GDP hits a four-year high
Analysts and investors expected an upbeat report about second-quarter GDP and they got it, as growth came in at 4.1 percent, the best reading since the third quarter of 2014. Growth was keyed by consumer spending, which jumped 4 percent compared to 0.5 percent in the first quarter (when GDP was 2.2 percent), as well as business investment, government spending and export growth, which soared 9.3 percent. President Trump hailed the news, saying, “Once again, we are the economic envy of the entire world,” and added that he expected growth to exceed 3 percent for all of 2018. In fact, appearing on Fox, he said the 4.1 percent was just a “stepping stone” and GDP could be as high as 9 percent if he could cut the trade deficit in half. However, some pointed out that exports were inflated by companies racing to sell their products before tariffs were put in place and those export numbers will likely fall during the current quarter.
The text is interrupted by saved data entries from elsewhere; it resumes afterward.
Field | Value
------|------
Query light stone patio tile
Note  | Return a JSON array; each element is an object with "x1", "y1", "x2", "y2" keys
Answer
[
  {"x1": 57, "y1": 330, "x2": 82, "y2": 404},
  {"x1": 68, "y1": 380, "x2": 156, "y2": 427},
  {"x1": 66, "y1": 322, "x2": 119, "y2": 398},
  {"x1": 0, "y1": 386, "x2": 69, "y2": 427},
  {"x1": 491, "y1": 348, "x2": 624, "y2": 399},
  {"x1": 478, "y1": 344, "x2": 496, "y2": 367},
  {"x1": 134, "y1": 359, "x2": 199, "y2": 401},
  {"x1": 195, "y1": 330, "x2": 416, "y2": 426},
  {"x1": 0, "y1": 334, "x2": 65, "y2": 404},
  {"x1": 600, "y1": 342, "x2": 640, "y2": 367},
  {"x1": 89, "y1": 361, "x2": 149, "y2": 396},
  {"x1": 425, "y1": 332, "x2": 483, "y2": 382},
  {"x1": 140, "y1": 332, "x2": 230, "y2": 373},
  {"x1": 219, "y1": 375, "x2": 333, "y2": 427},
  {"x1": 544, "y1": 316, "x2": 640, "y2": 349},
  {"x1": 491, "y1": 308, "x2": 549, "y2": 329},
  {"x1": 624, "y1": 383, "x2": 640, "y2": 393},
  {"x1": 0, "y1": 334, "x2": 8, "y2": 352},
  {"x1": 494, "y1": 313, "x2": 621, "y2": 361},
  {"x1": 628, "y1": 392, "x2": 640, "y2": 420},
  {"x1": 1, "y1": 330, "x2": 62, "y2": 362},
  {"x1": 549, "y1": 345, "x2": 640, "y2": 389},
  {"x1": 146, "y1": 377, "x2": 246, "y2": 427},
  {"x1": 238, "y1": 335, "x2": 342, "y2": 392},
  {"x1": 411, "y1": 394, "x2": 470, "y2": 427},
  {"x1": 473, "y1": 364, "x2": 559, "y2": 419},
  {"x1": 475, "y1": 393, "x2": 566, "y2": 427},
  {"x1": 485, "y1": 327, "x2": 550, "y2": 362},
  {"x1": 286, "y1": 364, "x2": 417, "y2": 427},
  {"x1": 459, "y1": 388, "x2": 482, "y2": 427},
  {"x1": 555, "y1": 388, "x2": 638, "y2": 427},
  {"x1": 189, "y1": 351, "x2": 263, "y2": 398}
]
The ECB stands pat, again; existing and new home sales decline
The Federal Reserve, Bank of England and Bank of Japan will all meet this week, but as the Fed continues to gradually raise its benchmark rate, the European Central Bank (ECB) is standing pat. On Thursday, the ECB said its rate would likely remain unchanged until mid-2019, though it still planned to phase out its bond-buying by December. In other news, the National Association of Realtors (NAR) said that existing home sales fell 0.6 percent in June from the month before and were down 2.2 percent from a year earlier, but inventories increased for the first time in three years and the median sales price was up 4.5 percent from May to June and 5.2 percent from June of 2017. New home sales dropped 5.3 percent in June to an eight-month low but were up 2.4 percent year over year. Wholesale inventories were unchanged in June from May. The University of Michigan said that consumer sentiment declined to 97.9 in July from 98.2 in June because of concerns about the trade war. And first-time jobless claims for the week ending July 21 rose 9,000 to 217,000; the four-week moving average fell 2,750 to 218,000.
A look ahead
This week will be a busy one for investors as there will be a flurry of economic updates; a meeting of the Fed, which is expected to leave its benchmark rate unchanged until September; and the announcement of the jobless rate for July, forecast to be 3.9 percent after 4 percent in June. The week’s releases will include the latest on pending home sales, personal consumption expenditures, the S&P CoreLogic Case-Shiller Home Price Index, consumer confidence, construction spending, the Institute of Supply Management’s Manufacturing and Non-Manufacturing Indexes, vehicle sales, orders for durable, factory, and capital goods, and the trade balance.